The demand for sustainable coffee—Fair Trade, Organic, or any other combination of Good Agricultural Practices—has been increasing over the last couple of decades. Coffee growers have recognized this trend and used it as a differentiating feature of their produce. Seals such as FLO (Fair Trade), Organic (USDA Organic, JAS), UTZ, Rainforest Alliance have been designed to enact barriers of entry that both guarantee to the consumer that the product they are buying was grown following strict standards, and help producers obtain a higher margin for their coffee. Because this is effectively fractioning the market of coffee between sustainable (certified) coffees and non-certified coffees, different partial equilibriums can be found.

Figure 1. Hypothetical partial equilibrium in a fragmented market. Non-certified vs. certified sustainable coffee

Figure 1 shows a hypothetical case: The market for certified coffees might have a steeper demand and supply curves. In the hypothetical case illustrated above that means a lower quantity of it is traded but at a higher price. The barriers of entry ensure that producer who find themselves in the non-certified market cannot instantly transition into the certified one and bring down prices. Such barriers include: requirements for the hiring of labor (no slave or servile workers, children, equality of pay between sex, race and religion), requirements for the production technology (pest control, weed control) and requirements for the conservation of the environment (erosion, forest management). These obstacles ensure (at least in the short run) that a small number of suppliers have access to the market thus bringing prices up.

On the downside of this approach, it has been mentioned that the barriers of entry offer “protection” in the long run. This is because said barriers are not that difficult to surmount, meaning that non-certified farmer who see their peers do better off in the sustainable market, have a high incentive to do the transition and become certified, thus bringing the price down again. Evidence of this can already be seen in ending stocks for most seals, which means that demand isn´t growing as fast as supply.

  1. Enacting barriers of entry through quality

The setup for this approach is quite similar to the one that has just been visited. The need to differentiate the product and a consumer market that is receptive to it. Similar conditions of partial equilibrium can be seen as shown in Figure 1 with a smaller market and a higher price.
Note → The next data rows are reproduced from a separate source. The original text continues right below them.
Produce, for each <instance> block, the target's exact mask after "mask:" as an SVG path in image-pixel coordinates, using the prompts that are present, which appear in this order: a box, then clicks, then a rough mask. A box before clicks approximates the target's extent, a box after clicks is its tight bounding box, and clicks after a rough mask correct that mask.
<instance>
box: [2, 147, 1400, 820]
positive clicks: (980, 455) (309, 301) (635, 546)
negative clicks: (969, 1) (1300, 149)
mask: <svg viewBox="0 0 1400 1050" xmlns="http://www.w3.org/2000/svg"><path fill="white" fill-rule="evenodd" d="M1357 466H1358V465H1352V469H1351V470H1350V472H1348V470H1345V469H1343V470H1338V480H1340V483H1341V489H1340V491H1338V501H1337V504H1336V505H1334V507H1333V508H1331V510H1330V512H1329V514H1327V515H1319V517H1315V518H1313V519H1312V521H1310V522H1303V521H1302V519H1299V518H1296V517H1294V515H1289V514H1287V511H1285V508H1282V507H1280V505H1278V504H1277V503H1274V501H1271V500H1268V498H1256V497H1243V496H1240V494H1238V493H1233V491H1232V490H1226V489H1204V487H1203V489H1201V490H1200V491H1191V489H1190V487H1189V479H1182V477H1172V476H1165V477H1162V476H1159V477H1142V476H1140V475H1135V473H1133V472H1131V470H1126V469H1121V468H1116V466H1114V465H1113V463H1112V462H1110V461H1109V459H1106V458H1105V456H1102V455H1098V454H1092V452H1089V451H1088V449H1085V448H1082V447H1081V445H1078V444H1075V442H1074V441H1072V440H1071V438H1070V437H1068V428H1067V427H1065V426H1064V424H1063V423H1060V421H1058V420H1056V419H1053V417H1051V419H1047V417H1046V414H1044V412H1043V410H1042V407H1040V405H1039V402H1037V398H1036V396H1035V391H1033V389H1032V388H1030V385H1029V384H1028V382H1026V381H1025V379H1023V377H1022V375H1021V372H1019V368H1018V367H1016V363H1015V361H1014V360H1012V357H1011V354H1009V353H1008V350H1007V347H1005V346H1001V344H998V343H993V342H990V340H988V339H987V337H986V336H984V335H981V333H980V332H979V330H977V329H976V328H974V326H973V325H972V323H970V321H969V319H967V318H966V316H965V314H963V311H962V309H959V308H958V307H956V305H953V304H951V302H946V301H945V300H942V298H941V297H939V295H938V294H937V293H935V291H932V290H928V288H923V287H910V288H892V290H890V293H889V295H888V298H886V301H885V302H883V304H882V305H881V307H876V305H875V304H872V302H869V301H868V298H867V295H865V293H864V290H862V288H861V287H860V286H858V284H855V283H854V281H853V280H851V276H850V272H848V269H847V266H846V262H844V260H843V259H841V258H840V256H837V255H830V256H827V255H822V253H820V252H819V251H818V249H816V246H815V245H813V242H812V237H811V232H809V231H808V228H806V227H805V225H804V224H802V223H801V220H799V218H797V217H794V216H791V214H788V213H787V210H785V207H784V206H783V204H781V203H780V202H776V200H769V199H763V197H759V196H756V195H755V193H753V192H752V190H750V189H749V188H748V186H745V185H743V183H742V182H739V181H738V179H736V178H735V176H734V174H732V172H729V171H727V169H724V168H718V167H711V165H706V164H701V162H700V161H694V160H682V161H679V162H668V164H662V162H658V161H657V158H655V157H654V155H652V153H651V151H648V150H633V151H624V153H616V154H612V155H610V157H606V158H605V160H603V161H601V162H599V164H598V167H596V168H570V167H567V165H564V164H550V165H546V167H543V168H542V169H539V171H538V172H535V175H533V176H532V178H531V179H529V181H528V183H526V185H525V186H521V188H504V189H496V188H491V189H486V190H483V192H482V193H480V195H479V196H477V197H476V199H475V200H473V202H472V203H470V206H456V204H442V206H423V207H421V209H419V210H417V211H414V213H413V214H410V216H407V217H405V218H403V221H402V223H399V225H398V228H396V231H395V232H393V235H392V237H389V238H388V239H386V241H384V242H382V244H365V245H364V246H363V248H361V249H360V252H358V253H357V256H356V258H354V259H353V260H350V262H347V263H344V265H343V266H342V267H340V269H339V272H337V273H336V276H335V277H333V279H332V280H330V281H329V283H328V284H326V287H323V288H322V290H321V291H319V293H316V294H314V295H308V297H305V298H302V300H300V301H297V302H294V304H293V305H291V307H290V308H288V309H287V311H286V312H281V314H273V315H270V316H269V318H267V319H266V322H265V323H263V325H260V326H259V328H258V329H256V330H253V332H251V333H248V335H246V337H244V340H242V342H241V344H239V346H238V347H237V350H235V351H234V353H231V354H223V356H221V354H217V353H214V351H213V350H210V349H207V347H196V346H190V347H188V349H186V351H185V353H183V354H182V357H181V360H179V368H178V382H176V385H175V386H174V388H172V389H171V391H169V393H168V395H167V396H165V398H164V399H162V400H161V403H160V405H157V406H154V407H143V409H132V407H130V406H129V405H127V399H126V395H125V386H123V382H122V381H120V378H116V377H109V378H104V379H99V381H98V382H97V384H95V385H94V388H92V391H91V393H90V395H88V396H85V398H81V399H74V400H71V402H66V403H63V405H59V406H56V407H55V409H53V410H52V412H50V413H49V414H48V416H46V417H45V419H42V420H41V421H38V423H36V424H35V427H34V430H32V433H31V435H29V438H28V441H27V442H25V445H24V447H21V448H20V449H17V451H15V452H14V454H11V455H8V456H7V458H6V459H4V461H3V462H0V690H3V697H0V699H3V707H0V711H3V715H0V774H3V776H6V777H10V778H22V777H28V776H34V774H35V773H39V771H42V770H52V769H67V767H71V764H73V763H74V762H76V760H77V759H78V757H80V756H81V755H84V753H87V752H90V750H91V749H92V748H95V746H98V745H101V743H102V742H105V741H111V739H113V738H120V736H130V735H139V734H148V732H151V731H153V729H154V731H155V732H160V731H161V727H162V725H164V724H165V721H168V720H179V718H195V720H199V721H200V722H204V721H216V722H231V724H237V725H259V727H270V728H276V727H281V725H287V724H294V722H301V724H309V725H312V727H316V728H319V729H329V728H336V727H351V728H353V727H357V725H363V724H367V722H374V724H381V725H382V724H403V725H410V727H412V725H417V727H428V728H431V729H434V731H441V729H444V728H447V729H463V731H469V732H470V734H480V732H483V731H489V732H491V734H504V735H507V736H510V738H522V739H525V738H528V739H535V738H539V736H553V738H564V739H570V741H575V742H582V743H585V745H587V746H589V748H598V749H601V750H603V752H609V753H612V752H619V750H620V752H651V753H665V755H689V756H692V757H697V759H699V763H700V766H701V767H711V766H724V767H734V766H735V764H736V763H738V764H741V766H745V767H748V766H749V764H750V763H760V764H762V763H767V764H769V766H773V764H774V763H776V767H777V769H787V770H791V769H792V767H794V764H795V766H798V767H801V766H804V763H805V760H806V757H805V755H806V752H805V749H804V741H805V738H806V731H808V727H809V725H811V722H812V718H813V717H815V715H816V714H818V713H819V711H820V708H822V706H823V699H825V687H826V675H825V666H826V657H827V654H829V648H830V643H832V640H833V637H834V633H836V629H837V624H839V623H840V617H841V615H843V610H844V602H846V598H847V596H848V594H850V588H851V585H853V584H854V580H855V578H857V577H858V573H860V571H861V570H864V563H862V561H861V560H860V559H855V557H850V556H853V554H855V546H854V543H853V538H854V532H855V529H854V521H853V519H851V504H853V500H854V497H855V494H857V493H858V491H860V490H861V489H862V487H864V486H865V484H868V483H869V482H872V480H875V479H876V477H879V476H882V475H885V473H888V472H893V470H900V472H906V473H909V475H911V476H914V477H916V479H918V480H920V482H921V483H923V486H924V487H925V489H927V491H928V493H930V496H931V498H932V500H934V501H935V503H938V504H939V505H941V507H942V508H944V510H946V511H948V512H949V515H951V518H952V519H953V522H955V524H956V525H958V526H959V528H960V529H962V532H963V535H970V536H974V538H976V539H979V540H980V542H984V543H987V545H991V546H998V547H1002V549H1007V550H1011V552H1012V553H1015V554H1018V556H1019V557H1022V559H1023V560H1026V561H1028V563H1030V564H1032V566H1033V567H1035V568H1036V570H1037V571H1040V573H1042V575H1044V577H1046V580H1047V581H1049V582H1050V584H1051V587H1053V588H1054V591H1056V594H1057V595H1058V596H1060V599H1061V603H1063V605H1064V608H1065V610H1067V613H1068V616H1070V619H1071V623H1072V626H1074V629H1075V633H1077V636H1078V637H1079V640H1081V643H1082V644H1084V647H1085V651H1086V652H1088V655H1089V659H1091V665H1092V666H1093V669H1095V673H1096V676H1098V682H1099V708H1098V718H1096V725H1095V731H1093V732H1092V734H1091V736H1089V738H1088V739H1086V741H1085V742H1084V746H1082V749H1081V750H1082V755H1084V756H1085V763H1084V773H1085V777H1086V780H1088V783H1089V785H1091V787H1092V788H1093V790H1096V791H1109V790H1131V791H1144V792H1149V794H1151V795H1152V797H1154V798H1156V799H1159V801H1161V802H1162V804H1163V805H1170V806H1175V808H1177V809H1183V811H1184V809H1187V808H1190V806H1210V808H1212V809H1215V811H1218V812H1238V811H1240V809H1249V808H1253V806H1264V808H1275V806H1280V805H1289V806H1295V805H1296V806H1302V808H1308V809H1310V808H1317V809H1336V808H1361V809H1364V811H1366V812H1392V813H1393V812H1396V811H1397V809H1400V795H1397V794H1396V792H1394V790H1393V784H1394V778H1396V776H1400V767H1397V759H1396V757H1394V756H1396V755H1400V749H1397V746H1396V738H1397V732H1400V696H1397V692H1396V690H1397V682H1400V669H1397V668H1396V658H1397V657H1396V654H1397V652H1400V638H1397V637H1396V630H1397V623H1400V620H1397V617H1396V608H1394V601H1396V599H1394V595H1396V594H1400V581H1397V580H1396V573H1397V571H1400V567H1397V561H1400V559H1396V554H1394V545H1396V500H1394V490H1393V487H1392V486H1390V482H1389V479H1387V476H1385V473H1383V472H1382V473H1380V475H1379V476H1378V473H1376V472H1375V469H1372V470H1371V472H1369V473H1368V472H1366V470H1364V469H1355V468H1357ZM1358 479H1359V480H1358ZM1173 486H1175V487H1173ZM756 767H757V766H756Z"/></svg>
The key difference between both approaches arises from the nature of coffee production. If the barriers enacted through sustainability seal are somewhat easy to overcome, one can imagine barriers of entry through quality that can be much harder—even impossible—for potential competitors to overcome. That is because quality in coffee is a function of, and amongst many, environmental conditions (temperature, radiation, soil, water, etc.), agronomic management (fertilization, variety planted, pest control) harvesting and processing (ripe fruits, wet/dry process, roasting). As a consequence, different combinations of these factors yield different qualities of coffee. A coffee farmer who is able of standardizing his/her product and finds a consumer willing to pay for it, finds himself in an almost monopolistic position. This is not easy to emulate, because he/she only knows the right combination.

[1]*Article published at the International Coffee Organization Blog: Author: Vicente Partida.